Despite the show’s sometimes difficult subject matter, Fogo-Toussaint tells THR that she ultimately spent more time addressing with cast members the day-to-day anxieties typical of any actor in a production, a sign that more theaters might benefit from having the same kind of support available onsite to their companies, neurodivergent or not. 

“She’s been amazing with all of our players, and is able to connect individually and provide coping mechanisms, not just for the content of the show,” Therrien says. “It’s been wonderful to have her help with everyday rehearsal anxieties, trouble processing your emotions or time management — which are amplified when you identify as a neurodivergent individual.”

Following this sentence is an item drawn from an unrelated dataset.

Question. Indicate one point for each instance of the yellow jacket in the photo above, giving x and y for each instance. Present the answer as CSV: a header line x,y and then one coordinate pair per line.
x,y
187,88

In line with EPIC’s overall approach to producing theater, which typically focuses on shows that don’t inherently feature neurodivergent roles, Burbee and Therrien say that they worked in tandem with a therapist, intimacy director and choreographer (Miles Butler) to create a show that “kept the intimacy, kept these important themes, allowing our artists to explore sex and intimacy with these characters” according to Therrien, while “working within the container of what the actor is comfortable with,” adds Burbee. 

“Although we have all of these access supports in place and tools, our actors are very much held to a professional standard,” Therrien tells THR. “They’re paid for their work and they are appreciated for their work. Just because you need to advocate for yourself does not make you less of a professional. That is what needs to be changed in more commercial and professional theater.”